取引先から仕事をもらう受け身の下請け体質では、事業を継続できない。安穏としていたら、取引先の経営状態に事業の成否を左右される。仕事は与えられるものではなく、自ら生み出すものである。
提案力を高めてから開業したのでも遅くはない。

(5) リスクを引き受けられるか?

事業を継続するには、ハードウェアを買い替えたり、ソフトウェアをバージョンアップするなど、毎年のように追加投資が必要になる。 時には、実績作りのため、割に合わない仕事を引き受けることもあるだろう。
また、開発案件の規模によっては納品が1年以上先になることもあり、さらに、顧客側の支払い条件によっては、入金が何カ月も先になることがある。
先行投資を出し惜しみする人や、毎月定期的な入金がなければ不安な人は、不安を打ち消す方法を会得してから開業することをおすすめする。

(6) 報酬系のバランスはとれているか?

事業の維持にもっとも必要なのは、報酬系のバランスだ。
長期的視野で将来のための準備を用意周到に行いつつ、目先の利益にも何割かの時間を使う必要がある。
短期報酬系に偏って、目先のリスク回避と売上金額にとらわれていると、社会情勢が変化したとき、雲行きがあやしくなってしまう。

(7) 自分の中にモチベーションはあるか?

金銭・名声・待遇・評価・五感の満足といった外部からの情報をモチベーションにすると(★8)、それらに関係しない情報をフィルタリングしてしまい、型破りのアイデアが生まれにくくなる(★9)。
逆に、「このアイデアを形にしたい」「こんなシステムを創ってみせる」「これがあれば社会が変わるのではないか」「自分のこの技術を役立てたい」といった、自分の中にある情報をモチベーションにすると、企画を立てやすく、事業は継続しやすいだろう。(★10)。

(8) 臨機応変に動けるか?

一人で複数の案件をこなしていると、ダブルブッキングに直面しそうになったり、実行環境が変わった時にはサポート対応が重なることになる。
スケジュール表が埋まっていたとしても、顧客からは臨機応変な対応をもとめられる。予定変更が苦手な人は、自分が対応できない時にバックアップしてくれる外注先や共同経営者を見つけておこう。

(9) 自分の身体の中の声を聴けるか?

個人事業主は、自分自身が資本である。健康第一だ。顧客との連絡が途絶える状況など作ってはならない。
ところが、PC前で固まっているITエンジニアには、メタボ、眼精疲労、坐骨神経痛、腱鞘炎が、ほぼ、もれなくついてくる。食事の量と質にせよ、運動にせよ、睡眠時間にせよ、個体差には言及していないテレビやネットの情報を鵜呑みにするのではなく、自分の身体の中の声に耳を済ませて、自分に合う健康維持方法を実行しなければならない。

(10) 生き方の手本となる人はいるか?

個人事業主として事業を継続していくには、仕事力が必要だ。仕事力とは、人間力の上に作業スキルを重ねたものである。
すばらしいプログラムを書くスキルがあっても、セキュリティへの意識が甘かったり、データ管理がずさんであったり、顧客への配慮ができなかったりすると、依頼する側は二の足を踏むだろう。
仕事力を高めるには、生き方の手本となるような、人間性を尊敬できる人を、心の中に置くことだ。上司でも先輩でも同僚でもよいし、親やきょうだいや友人でもよい。ネットや本の中に見る過去の偉人でもよい。「こういう人になりたい」という、具体的な。理想の人間像があればこそ、それと自分を比較することによって改善点が明らかになり、人間力向上につながっていくのである。
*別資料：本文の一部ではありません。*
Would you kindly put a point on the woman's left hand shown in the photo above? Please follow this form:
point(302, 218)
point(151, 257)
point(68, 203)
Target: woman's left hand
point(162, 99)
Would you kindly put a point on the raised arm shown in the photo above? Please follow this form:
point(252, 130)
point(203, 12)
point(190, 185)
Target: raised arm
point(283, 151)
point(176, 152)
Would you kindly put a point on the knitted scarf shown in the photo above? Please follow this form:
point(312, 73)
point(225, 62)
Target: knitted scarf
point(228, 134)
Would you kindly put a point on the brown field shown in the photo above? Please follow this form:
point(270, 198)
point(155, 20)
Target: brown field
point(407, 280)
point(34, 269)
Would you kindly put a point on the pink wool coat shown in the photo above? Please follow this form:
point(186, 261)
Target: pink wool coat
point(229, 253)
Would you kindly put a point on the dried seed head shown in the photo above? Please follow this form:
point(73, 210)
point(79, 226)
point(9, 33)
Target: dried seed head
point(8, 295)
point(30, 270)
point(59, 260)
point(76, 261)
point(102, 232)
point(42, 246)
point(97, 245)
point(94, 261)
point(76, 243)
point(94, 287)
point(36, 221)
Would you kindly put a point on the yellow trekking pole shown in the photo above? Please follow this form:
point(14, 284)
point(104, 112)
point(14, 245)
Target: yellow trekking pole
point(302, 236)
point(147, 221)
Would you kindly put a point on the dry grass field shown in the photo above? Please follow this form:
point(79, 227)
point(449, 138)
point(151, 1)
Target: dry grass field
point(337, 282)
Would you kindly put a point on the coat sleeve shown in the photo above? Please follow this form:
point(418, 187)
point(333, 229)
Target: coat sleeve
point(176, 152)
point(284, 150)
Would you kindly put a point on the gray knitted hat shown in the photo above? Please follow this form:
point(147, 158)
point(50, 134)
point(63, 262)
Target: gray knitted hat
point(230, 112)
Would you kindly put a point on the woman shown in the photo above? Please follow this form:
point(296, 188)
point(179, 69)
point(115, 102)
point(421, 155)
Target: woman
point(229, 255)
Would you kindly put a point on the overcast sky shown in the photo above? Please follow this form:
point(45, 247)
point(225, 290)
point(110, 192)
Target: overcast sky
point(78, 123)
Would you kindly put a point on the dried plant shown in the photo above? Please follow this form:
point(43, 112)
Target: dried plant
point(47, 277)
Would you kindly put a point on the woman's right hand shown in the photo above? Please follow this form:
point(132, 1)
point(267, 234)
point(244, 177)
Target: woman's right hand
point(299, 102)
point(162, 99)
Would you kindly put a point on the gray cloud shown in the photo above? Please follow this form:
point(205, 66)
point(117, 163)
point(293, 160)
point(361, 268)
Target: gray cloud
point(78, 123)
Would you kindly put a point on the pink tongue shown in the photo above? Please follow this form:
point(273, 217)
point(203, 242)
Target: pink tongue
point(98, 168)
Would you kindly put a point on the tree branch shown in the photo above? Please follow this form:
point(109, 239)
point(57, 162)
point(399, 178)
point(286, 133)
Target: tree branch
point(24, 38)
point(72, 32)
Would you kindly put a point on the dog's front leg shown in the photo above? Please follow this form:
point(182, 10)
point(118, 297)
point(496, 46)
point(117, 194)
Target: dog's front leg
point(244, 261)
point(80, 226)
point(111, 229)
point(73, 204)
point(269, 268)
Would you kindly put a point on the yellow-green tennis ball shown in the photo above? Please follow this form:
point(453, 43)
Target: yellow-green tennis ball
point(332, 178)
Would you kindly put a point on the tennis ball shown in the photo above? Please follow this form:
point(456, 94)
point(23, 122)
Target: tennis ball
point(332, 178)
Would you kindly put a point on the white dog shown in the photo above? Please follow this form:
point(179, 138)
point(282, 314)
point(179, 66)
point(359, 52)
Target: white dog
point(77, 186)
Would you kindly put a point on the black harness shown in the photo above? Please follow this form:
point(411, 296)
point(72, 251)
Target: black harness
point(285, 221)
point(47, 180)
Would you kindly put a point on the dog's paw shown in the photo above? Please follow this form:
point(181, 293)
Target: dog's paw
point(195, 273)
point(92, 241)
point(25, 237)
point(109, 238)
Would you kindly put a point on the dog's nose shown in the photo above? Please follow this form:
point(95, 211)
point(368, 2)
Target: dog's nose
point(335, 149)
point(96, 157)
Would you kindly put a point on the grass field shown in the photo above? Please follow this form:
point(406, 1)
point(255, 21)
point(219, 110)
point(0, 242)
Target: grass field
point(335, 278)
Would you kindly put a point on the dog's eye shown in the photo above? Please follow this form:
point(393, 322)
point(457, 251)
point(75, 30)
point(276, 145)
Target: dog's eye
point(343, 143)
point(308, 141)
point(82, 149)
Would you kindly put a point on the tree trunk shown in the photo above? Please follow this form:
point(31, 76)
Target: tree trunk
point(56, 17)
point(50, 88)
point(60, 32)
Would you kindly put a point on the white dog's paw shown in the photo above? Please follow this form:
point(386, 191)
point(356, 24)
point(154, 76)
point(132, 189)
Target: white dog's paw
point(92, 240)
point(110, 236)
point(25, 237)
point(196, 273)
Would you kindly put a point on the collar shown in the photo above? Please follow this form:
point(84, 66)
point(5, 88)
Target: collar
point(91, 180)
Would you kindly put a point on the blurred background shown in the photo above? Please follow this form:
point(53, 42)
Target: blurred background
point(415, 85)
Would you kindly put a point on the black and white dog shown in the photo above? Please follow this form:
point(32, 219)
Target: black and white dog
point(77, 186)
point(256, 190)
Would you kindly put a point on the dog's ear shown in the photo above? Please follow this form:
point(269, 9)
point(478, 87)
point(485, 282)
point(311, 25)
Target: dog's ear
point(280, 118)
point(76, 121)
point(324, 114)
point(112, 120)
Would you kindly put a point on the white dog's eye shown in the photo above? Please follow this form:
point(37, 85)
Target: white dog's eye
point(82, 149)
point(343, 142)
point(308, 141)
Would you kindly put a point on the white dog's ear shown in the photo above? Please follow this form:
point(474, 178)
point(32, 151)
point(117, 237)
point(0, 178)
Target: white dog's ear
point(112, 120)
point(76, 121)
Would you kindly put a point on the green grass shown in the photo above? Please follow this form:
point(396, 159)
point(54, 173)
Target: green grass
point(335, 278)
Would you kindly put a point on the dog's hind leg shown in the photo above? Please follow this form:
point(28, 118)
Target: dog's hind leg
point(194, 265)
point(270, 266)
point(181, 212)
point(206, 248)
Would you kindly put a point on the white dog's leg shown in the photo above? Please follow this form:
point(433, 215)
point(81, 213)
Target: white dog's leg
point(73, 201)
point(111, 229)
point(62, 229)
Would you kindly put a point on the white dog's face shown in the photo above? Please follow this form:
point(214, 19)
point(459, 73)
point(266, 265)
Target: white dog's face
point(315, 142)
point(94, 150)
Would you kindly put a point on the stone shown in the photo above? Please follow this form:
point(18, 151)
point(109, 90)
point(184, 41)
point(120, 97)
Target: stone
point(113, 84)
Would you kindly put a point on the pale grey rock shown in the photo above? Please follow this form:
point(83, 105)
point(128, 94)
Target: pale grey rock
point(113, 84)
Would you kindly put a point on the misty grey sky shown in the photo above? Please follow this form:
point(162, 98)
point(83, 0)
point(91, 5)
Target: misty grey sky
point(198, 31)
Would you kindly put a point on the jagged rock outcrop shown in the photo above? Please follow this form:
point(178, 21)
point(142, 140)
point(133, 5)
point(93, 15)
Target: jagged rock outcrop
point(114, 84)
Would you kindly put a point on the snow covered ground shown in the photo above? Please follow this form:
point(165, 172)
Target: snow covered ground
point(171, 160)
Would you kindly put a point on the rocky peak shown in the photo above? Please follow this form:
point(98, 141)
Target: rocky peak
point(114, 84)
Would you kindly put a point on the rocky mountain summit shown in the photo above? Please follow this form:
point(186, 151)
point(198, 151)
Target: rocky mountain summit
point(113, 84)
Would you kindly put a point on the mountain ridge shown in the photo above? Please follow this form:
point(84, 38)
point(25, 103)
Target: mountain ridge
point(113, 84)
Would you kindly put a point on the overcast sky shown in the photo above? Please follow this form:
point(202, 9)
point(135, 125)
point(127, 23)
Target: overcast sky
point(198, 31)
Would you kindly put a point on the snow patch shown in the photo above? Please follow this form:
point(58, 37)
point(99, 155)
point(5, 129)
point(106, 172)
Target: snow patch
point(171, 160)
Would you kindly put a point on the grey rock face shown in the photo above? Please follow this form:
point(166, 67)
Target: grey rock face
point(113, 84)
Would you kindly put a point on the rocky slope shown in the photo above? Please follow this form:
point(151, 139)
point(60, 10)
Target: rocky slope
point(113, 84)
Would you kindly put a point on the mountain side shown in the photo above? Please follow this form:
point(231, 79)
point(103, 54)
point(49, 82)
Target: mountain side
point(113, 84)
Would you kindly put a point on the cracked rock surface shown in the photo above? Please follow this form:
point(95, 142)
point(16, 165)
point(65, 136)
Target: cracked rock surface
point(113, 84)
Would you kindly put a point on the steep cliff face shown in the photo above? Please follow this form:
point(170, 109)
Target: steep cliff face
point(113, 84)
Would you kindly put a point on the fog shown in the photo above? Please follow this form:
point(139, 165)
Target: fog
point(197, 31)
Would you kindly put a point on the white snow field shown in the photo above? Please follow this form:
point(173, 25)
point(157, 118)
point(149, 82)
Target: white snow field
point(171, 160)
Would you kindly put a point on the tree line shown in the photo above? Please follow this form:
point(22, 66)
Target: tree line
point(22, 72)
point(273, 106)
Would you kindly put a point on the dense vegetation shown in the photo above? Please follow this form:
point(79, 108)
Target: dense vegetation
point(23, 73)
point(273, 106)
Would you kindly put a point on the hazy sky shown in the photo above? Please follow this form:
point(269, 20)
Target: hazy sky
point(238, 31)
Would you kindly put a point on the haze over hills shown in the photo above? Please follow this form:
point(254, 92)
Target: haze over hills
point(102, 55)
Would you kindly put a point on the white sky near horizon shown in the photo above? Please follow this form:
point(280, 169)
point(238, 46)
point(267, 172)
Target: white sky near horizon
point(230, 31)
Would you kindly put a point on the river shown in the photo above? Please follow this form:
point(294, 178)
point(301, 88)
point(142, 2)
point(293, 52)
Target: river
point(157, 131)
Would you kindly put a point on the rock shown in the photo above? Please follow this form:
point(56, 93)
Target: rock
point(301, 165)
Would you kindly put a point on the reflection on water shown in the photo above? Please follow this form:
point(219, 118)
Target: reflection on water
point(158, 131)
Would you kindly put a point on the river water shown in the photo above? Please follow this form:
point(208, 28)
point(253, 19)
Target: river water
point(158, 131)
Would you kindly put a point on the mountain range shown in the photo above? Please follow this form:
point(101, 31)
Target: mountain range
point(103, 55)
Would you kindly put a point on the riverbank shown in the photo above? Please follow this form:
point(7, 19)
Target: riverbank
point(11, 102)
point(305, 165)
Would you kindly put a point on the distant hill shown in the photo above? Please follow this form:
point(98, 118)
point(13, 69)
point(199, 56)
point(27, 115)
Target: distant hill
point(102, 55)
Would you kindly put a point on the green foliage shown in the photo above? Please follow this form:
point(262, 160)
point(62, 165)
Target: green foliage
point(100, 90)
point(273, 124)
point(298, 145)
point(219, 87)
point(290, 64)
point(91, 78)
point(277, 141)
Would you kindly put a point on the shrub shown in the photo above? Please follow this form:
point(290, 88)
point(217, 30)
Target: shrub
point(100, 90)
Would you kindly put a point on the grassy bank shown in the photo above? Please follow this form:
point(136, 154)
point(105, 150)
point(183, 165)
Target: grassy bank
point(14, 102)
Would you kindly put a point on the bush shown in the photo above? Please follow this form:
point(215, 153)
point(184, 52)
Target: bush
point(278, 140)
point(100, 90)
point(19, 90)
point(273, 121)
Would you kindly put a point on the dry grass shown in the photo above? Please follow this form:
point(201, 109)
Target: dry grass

以上のようなことを検討した結果、退職を決意したなら、決意が鈍らないうちに行動するのみだ。
次回は、開業の方法と事業の継続方法について書いてみる。

★1 我が国には今なお性別役割分担が根強く残っており、少なくない女性たちが、家事や介護の大部分を担ったうえで、自分の仕事を行っている。だからといって、(乳幼児がいるのでない限り)仕事を諦めて家庭内労働に特化することは避けたほうがよいだろう。精神的な負担を軽減する意味でも、「会社はやめても、仕事はやめるな」ということを強調しておきたい。

★2 筆者が行っている業務、企画・デザイン・イラスト・設計・コーディング・編集・執筆・作詞作曲・セミナー講師などは、どれもサラリーマン時代に業務として行っていたもので、開業後に取り組み始めたものではない。全く未知の分野での起業は、経営センスと実行力のある人でなければ難しいだろう。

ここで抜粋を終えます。